Летом 1914-го Сергей Николаевич возил маму в Троице-Сергиеву лавру, а 11/24 ноября её не стало. Доктор А. С. Буткевич, успешно лечивший её раньше, на сей раз честно сказал Сергею Николаевичу, что надежды на выздоровление нет. По обычаю того времени Сергей Николаевич внёс десять рублей в столовую на Хитрове рынке, и 100 человек смогли бесплатно пообедать «за упокой рабы Божией Анастасии».
Смерть мамы не только привела к потере душевного равновесия, но и лишила жизненной опоры, устроенности быта, своего угла. С этого времени мысли о монастыре как душевном приюте и «своём угле», а также постоянном жилье не оставляли Дурылина долгие годы.
Это был третий поворот его судьбы. Начался период бесприютности в душе и в быту.
«Со смертью мамы я потерял самую оправдывающую нужность своего существования», — напишет он Тане. Не в силах справиться с отчаянием, растерянностью Дурылин уже 14 ноября едет в Оптину к отцу Анатолию за поддержкой. Рядом с отцом Анатолием, от его улыбки, света глаз душа утешилась.

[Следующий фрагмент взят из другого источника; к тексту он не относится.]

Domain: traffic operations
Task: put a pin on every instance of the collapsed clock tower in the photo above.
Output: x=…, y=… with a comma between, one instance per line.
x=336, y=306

Но через два месяца измученный тоской и угрызениями совести за когда-то нанесённые маме обиды опять приехал проситься в монастырь. Отец Анатолий ласково поговорил с ним, напоил чаем, но сказал: «Носи монастырь в сердце своём, а время покажет, в какой монастырь тебе идти…»
Любовь к матери у Сергея Николаевича переросла в неизбывную тоску по ней. «Как мне страшно и беспомощно, гибельно без матери!» Он её часто вспоминал и до конца жизни мучился теми болями, которые причинил матери. Через четверть века после её кончины он запишет: «Её мечтой было, что я окончу гимназию, окончу университет, буду учёный, профессор, получу казённую квартиру (ах, как отравили ей жизнь „рвавшие и метавшие“ хозяйки захолустных квартир!) — и она получит на старости покой. <…> И я разрушил эту её мечту! Я уходил месяц за месяцем от всего, дорогого ей, этого мирка тишины, книг, стихов и молитвы, и однажды, обуян честнейшим и бестолковейшим народничеством <…> заявил в гимназии, что не могу больше продолжать там ученье. <…> Она перенесла этот удар мужественно. Она меня почти не упрекала. Я тотчас, разумеется, принялся зарабатывать деньги, чем мог, — уроками, первым литературным трудом. Но всё это мало её утешало. Не деньги мои ей были нужны, а моё будущее, то, которое прочила она мне, и разумно прочила, сообразуясь с моим характером и истинными склонностями, полнее и ярче сказавшимися в поздние годы. Но её ждал другой удар. <…> Она узнала хорошо, что такое обыски, аресты, что такое „передачи“ в тюрьму, что такое невольные беседы с вежливыми чинами охранного отделения. <…> Она никогда не „обращала“ меня в веру отцов. Она не упрекала ни в каком неверье. Она только молилась тайно и просила. И выпросила мне то зёрнышко веры, которое пусть не дало и не даст ростка зелёного и высокого, но и не умрёт в душе, пока не умрёт сама душа».